The Kid’s Red Velvet Shortbread
1 & 1/3 cups softened brown butter
2/3 cup sugar
¾ teaspoon salt
¾ teaspoon vanilla extract
¼ teaspoon red gel food coloring
3 & 1/3 cups all-purpose flour minus 2 tablespoons whisked together with 2 tablespoons Hershey’s Dark Cocoa
2 teaspoons apple cider vinegar
Preheat oven to 275. Butter 9X13 baking pan, and line bottom and two sides with parchment paper, leaving enough to use as handles when removing shortbread from pan.
Brown butter: Melt butter and cook until dark amber-brown and nutty-smelling. Allow to cool to softened-butter stage. Make sure to use all the browned bits—this is where the flavor is.
Cream butter and sugar on medium speed until light, about 2 minutes. Add salt, vanilla, and red food coloring. Beat to combine. Add flour and cocoa, 1 cup at a time, beating until just combined.

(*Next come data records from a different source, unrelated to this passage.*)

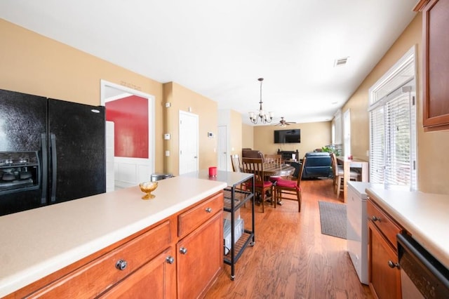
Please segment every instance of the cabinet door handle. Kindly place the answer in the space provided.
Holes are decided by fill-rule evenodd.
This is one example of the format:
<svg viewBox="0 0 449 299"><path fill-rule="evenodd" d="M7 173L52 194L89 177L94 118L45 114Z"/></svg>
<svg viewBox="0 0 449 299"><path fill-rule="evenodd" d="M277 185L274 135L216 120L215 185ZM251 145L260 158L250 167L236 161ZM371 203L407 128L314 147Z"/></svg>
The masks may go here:
<svg viewBox="0 0 449 299"><path fill-rule="evenodd" d="M394 263L391 260L389 260L388 261L388 267L389 267L391 269L394 268L398 268L399 269L399 264L398 264L397 263Z"/></svg>
<svg viewBox="0 0 449 299"><path fill-rule="evenodd" d="M169 264L173 264L173 263L175 263L175 258L168 255L167 258L166 258L166 261Z"/></svg>
<svg viewBox="0 0 449 299"><path fill-rule="evenodd" d="M127 265L128 263L124 260L119 260L117 263L115 263L115 267L121 271L126 269Z"/></svg>

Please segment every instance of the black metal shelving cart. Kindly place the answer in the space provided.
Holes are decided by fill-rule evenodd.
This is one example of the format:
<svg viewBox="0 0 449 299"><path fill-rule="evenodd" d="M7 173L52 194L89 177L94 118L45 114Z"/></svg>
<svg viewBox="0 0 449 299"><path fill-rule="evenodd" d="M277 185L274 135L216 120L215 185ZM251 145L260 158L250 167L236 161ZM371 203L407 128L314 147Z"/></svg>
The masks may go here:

Press dough into prepared pan, smoothing top. Cut dough all the way through lengthwise into nine strips. Cut strips crosswise into four pieces for a total of 36 bars, or fingers. Then pierce each piece with five holes.Bake shortbread until color’s deepened and just set, 70-85 minutes. Sit pan on wire rack to cool completely. Turn shortbread out of pan, and carefully coax pieces apart with serrated knife. Store in airtight container.
It was a Christmas miracle—The Kid loved it. And quickly informed me that I had to write a column about it.
That was already the plan; no matter what.Thanks for your time.